Les cours alliées, convaincues par vingt années d'expérience, que, dans les négociations avec le cabinet français, les apparences doivent être soigneusement séparées des intentions, déclinèrent cette proposition d'armistice; elles offrirent de signer sur-lechamp les préliminaires de la paix. Cette signature avait pour la France tous les avantages d'un armistice, sans entraîner pour les alliés les inconvénients d'une suspension d'armes.

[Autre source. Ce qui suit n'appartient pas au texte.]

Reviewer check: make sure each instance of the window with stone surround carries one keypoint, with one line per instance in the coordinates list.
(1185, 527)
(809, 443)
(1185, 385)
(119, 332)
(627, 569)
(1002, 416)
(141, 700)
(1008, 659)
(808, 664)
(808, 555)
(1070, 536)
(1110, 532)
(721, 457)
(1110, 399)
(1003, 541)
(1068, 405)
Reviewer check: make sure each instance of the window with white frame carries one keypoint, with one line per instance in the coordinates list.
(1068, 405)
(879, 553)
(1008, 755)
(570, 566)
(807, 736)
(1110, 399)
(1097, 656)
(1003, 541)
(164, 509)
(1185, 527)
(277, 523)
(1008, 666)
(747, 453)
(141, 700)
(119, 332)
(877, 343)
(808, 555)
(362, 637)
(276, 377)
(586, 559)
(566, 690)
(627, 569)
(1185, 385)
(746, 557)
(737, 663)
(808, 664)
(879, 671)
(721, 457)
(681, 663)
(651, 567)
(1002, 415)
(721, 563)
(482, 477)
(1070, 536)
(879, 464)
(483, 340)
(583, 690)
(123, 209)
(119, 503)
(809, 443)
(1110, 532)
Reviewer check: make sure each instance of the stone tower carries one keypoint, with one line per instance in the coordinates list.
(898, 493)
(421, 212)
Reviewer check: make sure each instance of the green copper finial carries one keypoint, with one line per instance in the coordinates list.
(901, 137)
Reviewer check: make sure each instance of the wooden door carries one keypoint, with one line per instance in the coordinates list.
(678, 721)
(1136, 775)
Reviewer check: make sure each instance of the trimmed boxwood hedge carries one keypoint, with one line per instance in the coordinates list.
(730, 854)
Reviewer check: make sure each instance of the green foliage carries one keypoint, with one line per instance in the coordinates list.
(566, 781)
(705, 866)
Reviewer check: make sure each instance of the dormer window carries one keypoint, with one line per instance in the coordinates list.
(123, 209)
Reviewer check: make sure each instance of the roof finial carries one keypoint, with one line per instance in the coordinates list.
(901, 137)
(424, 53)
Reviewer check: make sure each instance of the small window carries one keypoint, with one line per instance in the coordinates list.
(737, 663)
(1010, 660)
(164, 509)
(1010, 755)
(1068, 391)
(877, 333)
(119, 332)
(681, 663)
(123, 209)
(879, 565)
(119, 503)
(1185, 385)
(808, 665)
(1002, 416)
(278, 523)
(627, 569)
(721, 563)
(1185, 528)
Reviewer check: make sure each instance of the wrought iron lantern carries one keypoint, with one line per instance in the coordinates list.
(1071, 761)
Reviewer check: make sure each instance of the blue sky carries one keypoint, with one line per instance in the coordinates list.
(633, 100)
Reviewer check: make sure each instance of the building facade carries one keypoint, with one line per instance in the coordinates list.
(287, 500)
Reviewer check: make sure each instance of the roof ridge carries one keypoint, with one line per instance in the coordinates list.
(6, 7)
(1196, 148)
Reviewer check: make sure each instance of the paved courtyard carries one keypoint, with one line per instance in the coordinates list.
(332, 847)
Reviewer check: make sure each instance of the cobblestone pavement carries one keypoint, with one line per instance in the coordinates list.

Quelques succès partiels venaient cependant de marquer les premiers pas d'une armée formée, sous les murs de Paris, de la fleur de la génération actuelle, dernière espérance de la nation, et des débris d'un million de braves, morts sur les champs de bataille, ou abandonnés sur les grandes routes depuis Lisbonne jusqu'à Moscou, et sacrifiés à des intérêts étrangers à la France. Aussitôt les conférences de Châtillon-changèrent de caractère; le plénipotentiaire français demeura sans instructions, et fut hors

d'état de répondre aux propositions des cours alliées. Les vues du gouvernement français paraissant claires aux puissances, elles se décidèrent pour une marche prononcée, la seule qui fût digne d'elles, de leur force, et de la droiture de leurs intentions. Elles chargèrent leurs plénipotentiaires de remettre un projet de traité préliminaire renfermant toutes les bases qu'elles jugeaient nécessaires pour le rétablissement de l'équilibre politique, et qui, peu de jours auparavant, avaient été offertes par le gouvernement français lui-même, dans un moment où il croyait sans doute son existence compromise. Les principes de la reconstruction de l'Europe se trouvaient établis dans ce projet. La France, rendue aux dimensions que des siècles de gloire et de prospérité, sous la domination de ses rois, lui avaient assurées, devait partager avec l'Europe les bienfaits de la liberté, de l'indépendance nationale et de la paix. Il ne dépendait que de son gouvernement de mettre, par un seul mot, un terme aux souffrances de la nation, de lui rendre, avec la paix, ses colonies, son commerce et le libre exercice de son industrie. Voulait-il plus? Les puissances s'étaient offertes à discuter, dans un esprit de conciliation, ses vœux sur des objets de possession d'une mutuelle convenance qui dépassaient les limites de la France avant les guerres de la révolution.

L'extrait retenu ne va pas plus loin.